Sur le plan climatique, l’impact serait considérable. Dans sa CDN 3.0 (2026-2035), le Maroc s’est engagé à réduire de 53% ses émissions de gaz à effet de serre. Or, le scénario optimiste d’IMAL, avec 48,19 millions de tonnes de CO2 évitées, dépasse déjà les objectifs nationaux. Cette performance renforcerait la crédibilité du Royaume sur la scène internationale et permettrait la création d’un marché national de crédits carbone valorisables, soutenant la rentabilité économique des projets solaires.
Véhicules électriques, réseaux intelligents : la boucle de l’autonomie
L’avenir du modèle énergétique marocain ne se jouera pas seulement sur les toits, mais aussi sur les routes. D’ici 2035, la Stratégie bas-carbone 2050 prévoit 2,5 millions de véhicules électriques en circulation. S’ils sont équipés de recharge bidirectionnelle, ces véhicules offriraient une capacité de stockage de 39.420 GWh, soit 91 % de la demande nationale projetée. Couplés au solaire sur toitures, ils formeraient une infrastructure énergétique mobile et intelligente, capable de renforcer la stabilité du réseau.
Selon les projections du rapport, les installations photovoltaïques pourraient couvrir entre 59 % et 98 % des besoins de recharge, transformant chaque foyer et chaque voiture en maillon actif du système électrique. Mais la route vers cette autonomie reste semée d’embûches réglementaires. Le Dr Guemra rappelle que le principal obstacle n’est plus technique ni financier : « nos banques sont prêtes à financer la transition, mais il y a très peu de projets. La loi 82-21 de 2023 est d’une complexité excessive : elle nécessite quatorze textes réglementaires, dont à peine deux ont été produits ».
L’expert déplore également que l’injection d’électricité dans le réseau soit limitée à 20 % de la production, ce qui réduit drastiquement la rentabilité des installations. « Un ménage qui produit son énergie solaire doit souvent en injecter plus de 60 % dans le réseau, mais ne peut en vendre qu’une infime part. Il perd jusqu’à 40 % de sa production, et le retour sur investissement double. Le même problème se pose pour l’industrie lors des week-ends ou arrêts de production. Ce n’est pas un modèle viable », déplore-t-il.
Au-delà des aspects économiques, il estime que la loi actuelle freine une dynamique sociale.
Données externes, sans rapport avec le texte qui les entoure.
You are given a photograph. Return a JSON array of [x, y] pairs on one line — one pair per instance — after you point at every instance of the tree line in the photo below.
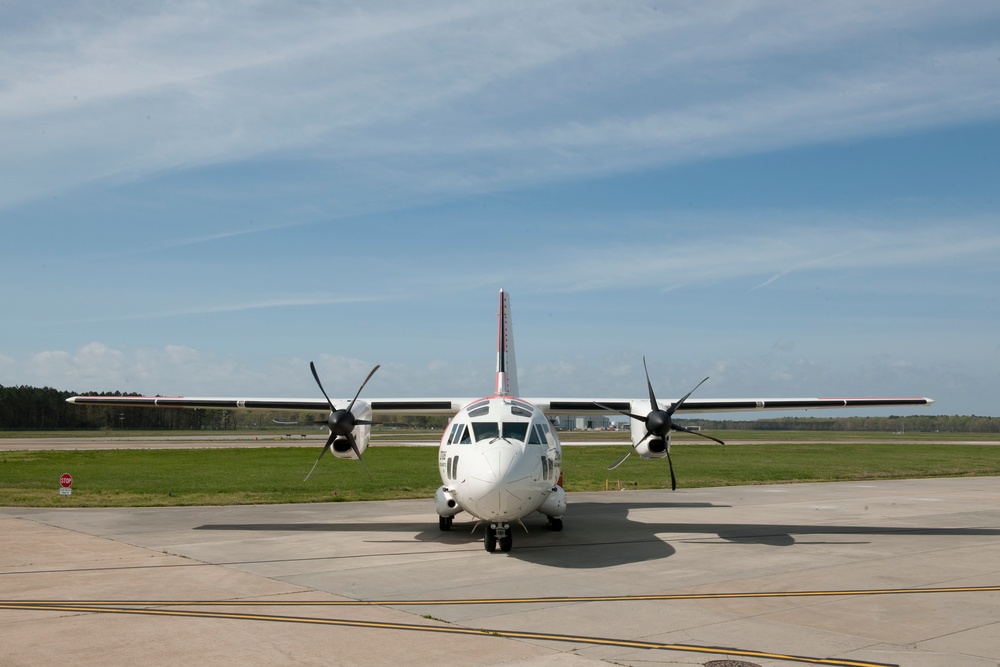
[[45, 409]]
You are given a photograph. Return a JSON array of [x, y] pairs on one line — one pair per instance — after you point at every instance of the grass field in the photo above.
[[122, 478]]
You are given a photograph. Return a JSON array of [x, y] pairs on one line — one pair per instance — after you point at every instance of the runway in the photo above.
[[874, 573]]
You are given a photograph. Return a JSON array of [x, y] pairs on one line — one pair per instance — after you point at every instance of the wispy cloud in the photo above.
[[420, 97]]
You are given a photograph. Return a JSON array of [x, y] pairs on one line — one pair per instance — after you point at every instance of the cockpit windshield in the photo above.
[[507, 430]]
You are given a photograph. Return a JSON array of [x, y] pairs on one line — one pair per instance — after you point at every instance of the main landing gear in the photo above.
[[499, 533]]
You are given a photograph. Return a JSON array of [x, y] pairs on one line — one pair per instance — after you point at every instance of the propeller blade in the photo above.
[[652, 397], [341, 422], [312, 367], [322, 452], [673, 408], [633, 448], [370, 374], [673, 479]]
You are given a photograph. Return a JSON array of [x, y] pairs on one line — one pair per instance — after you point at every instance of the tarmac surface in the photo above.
[[896, 572]]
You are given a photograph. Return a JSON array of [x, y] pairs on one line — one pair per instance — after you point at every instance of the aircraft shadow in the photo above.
[[599, 535]]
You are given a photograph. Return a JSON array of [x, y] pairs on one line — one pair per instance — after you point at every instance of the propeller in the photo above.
[[659, 423], [341, 422]]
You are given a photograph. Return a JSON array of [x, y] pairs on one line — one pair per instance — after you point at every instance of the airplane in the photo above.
[[500, 458]]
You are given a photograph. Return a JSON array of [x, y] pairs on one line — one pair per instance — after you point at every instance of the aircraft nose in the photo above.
[[491, 495]]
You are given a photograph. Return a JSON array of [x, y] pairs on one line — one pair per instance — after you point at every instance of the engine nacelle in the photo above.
[[652, 447], [341, 448]]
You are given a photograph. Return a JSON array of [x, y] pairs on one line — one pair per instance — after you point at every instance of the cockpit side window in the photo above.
[[518, 411], [479, 409], [486, 430]]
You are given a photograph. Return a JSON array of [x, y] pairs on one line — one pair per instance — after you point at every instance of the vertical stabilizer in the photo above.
[[506, 368]]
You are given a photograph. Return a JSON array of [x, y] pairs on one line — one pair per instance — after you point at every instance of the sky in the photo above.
[[794, 199]]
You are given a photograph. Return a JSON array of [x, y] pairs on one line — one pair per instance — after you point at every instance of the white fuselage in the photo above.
[[500, 460]]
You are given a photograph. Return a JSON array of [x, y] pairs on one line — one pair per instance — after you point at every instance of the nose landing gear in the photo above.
[[499, 533]]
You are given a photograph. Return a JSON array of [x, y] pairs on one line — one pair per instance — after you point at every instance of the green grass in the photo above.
[[125, 478]]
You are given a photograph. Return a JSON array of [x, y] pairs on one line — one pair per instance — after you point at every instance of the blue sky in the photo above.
[[796, 199]]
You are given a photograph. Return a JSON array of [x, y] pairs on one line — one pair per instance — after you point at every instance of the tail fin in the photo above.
[[506, 367]]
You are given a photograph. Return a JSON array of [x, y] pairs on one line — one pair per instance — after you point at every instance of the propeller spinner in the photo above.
[[659, 423]]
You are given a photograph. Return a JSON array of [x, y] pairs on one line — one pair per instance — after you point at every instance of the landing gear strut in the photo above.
[[499, 533]]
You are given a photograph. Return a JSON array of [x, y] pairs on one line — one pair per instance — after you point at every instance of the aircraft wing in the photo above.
[[704, 405], [450, 406], [385, 406]]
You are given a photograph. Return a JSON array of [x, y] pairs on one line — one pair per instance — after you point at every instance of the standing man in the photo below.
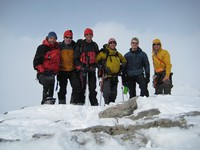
[[85, 61], [137, 70], [111, 61], [46, 62], [67, 70], [162, 67]]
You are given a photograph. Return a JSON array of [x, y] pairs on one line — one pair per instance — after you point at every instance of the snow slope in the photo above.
[[51, 126]]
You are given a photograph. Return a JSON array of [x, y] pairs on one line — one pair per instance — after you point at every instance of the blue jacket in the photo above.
[[137, 62]]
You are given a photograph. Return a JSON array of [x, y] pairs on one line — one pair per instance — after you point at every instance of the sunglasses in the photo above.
[[68, 37], [134, 42], [157, 44]]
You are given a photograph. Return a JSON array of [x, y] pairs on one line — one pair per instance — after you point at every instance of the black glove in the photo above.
[[147, 77], [107, 69], [85, 69]]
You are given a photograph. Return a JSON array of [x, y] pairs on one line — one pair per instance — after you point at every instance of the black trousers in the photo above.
[[163, 87], [140, 79], [110, 89], [89, 78], [48, 81], [73, 77]]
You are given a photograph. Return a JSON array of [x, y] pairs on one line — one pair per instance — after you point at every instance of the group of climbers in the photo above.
[[77, 63]]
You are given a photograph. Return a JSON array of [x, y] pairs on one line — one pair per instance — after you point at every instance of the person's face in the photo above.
[[156, 46], [68, 39], [134, 44], [88, 37], [52, 40], [112, 45]]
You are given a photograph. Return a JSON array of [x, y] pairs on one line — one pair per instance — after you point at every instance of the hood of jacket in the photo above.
[[156, 41], [137, 51]]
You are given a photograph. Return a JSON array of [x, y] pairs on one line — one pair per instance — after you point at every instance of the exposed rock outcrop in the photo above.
[[120, 110]]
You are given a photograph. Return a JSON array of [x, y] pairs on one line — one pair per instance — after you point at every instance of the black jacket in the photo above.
[[137, 62]]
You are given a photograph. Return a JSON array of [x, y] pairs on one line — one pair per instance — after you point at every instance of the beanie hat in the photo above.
[[68, 33], [135, 39], [156, 41], [52, 34], [112, 40], [88, 31]]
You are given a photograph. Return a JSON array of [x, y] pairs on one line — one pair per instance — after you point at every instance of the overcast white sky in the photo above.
[[25, 23]]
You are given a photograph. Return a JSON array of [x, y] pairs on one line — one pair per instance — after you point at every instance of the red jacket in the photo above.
[[47, 57]]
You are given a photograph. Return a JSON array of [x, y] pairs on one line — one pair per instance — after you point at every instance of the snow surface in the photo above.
[[53, 125]]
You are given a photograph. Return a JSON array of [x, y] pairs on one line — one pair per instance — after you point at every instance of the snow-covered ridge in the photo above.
[[52, 127]]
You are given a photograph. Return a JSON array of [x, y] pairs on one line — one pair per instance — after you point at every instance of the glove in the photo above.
[[107, 70], [48, 73], [91, 69], [147, 77]]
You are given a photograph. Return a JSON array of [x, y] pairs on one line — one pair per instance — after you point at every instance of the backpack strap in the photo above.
[[160, 60]]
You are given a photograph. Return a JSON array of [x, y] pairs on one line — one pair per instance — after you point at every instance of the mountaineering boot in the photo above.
[[50, 100]]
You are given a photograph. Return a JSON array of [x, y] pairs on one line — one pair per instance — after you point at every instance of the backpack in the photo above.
[[111, 63], [87, 57]]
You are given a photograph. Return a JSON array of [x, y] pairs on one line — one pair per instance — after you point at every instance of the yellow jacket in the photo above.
[[161, 60], [114, 59]]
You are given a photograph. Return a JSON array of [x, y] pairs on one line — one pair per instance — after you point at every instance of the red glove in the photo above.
[[40, 68]]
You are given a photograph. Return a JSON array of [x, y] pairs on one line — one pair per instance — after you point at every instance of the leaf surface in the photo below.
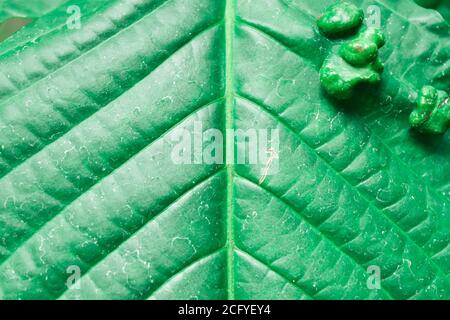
[[87, 177], [27, 8]]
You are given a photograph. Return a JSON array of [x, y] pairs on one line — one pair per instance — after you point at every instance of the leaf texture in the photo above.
[[27, 9], [86, 177]]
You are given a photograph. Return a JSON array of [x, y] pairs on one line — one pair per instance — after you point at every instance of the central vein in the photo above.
[[229, 124]]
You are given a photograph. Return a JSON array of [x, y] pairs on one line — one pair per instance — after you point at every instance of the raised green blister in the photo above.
[[364, 49], [339, 78], [340, 19], [432, 114]]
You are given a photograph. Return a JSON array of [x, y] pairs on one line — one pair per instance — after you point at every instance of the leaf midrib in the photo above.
[[230, 17]]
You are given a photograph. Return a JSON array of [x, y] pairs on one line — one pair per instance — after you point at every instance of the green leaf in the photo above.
[[27, 8], [443, 6], [88, 180]]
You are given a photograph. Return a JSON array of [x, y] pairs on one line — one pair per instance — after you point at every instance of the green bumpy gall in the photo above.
[[340, 18], [339, 78], [364, 49], [432, 114]]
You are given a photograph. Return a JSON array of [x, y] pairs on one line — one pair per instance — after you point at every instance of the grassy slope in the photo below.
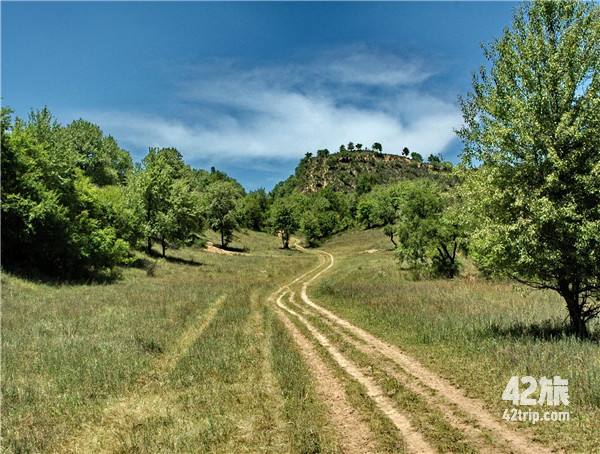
[[478, 334], [70, 352]]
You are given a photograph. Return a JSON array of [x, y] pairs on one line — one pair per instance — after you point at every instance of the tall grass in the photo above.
[[68, 350], [476, 333]]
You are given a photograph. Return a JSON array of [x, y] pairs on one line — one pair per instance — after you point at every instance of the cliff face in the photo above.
[[355, 171]]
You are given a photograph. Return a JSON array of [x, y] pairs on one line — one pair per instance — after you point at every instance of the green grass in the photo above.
[[84, 360], [69, 351], [476, 333]]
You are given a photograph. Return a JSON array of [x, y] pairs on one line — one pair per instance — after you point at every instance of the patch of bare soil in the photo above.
[[413, 439], [210, 247]]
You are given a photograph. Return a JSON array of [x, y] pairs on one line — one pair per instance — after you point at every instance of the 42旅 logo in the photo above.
[[553, 391]]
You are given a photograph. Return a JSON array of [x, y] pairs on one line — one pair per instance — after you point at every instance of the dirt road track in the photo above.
[[479, 427]]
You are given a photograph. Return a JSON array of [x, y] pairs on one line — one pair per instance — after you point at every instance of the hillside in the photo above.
[[356, 171]]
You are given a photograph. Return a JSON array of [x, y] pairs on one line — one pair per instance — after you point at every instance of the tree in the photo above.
[[221, 209], [161, 194], [311, 228], [53, 218], [533, 121], [284, 220], [389, 230], [429, 232], [434, 159], [253, 208], [416, 157], [100, 157]]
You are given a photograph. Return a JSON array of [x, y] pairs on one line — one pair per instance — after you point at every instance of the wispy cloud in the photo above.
[[232, 112]]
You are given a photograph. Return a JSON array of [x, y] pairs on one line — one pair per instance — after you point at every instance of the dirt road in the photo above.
[[323, 329]]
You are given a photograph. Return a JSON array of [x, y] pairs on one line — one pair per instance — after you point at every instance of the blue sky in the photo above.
[[250, 87]]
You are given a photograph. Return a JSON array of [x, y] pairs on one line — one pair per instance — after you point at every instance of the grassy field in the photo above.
[[138, 365], [475, 333], [187, 354]]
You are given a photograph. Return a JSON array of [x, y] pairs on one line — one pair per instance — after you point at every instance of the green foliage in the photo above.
[[311, 228], [379, 207], [416, 157], [99, 157], [428, 230], [220, 208], [533, 121], [284, 220], [253, 208], [163, 198], [53, 218]]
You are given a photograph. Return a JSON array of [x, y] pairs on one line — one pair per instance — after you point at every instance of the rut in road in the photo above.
[[447, 395]]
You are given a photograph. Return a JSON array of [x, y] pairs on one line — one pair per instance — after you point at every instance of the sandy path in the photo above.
[[142, 402], [516, 442], [477, 437], [413, 439], [355, 436]]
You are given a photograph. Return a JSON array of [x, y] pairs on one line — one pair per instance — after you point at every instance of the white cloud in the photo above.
[[281, 112]]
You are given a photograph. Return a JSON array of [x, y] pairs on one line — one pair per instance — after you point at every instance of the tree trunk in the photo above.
[[572, 295], [285, 237]]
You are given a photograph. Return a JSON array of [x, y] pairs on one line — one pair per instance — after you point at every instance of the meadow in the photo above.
[[189, 354], [180, 354], [474, 332]]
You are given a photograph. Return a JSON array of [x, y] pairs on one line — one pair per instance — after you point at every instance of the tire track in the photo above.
[[355, 436], [475, 435], [143, 401], [413, 439], [516, 442]]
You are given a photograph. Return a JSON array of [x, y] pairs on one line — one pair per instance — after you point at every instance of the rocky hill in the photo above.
[[355, 171]]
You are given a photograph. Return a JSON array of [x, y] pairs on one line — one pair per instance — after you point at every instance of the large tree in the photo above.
[[161, 193], [54, 220], [221, 209], [533, 123], [429, 233]]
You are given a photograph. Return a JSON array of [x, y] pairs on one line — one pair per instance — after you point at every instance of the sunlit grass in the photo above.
[[476, 333]]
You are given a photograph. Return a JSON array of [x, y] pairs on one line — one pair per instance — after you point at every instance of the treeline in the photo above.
[[74, 203]]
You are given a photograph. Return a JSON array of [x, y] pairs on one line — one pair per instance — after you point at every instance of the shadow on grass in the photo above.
[[547, 330], [144, 263], [46, 278]]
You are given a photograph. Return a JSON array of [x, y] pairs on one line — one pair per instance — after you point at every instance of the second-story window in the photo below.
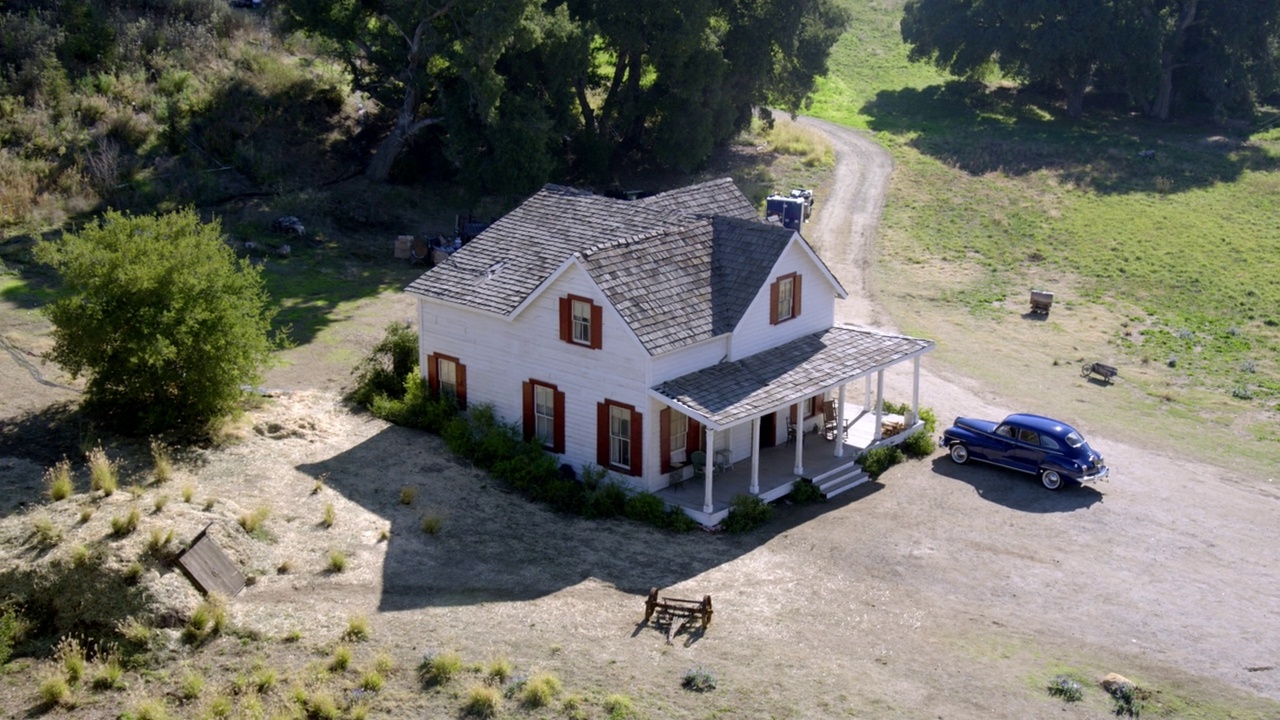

L’autoproduction collective n’est pas prévue : les immeubles, coopératives ou commerces partagés sont exclus. En pratique, seule une minorité aisée, habitant des villas, peut y accéder. Il appelle à une réforme complète désormais indispensable : « il faut une nouvelle loi juste, qui protège les intérêts du distributeur tout en libérant ceux des citoyens. Aujourd’hui, les refus et blocages ne profitent qu’aux distributeurs. Je propose une compensation renouvelable de 5 à 10 centimes par kWh autoproduit, pour rémunérer le service de secours électrique. Le distributeur doit devenir un partenaire, pas un adversaire ».
Ces remarques rejoignent les recommandations d’IMAL, qui appellent à opérationnaliser la loi 82-21, investir dans les réseaux intelligents, réviser les codes du bâtiment et créer un fonds national SERD pour soutenir les ménages et les PME.
La souveraineté énergétique du Maroc ne se construira pas seulement dans le désert, mais sur les toits de ses villes, ses villages, ses écoles et ses routes. Si la transition énergétique est une course de fond, les systèmes décentralisés en sont désormais le moteur collectif. Ils offrent la possibilité à chaque citoyen de produire, consommer et partager son énergie. « Le Maroc a tout pour devenir un laboratoire africain de l’énergie décentralisée. Encore faut-il transformer la volonté politique en cadre opérationnel clair », conclut Rachid Ennassiri, directeur d’IMAL, cité dans le rapport.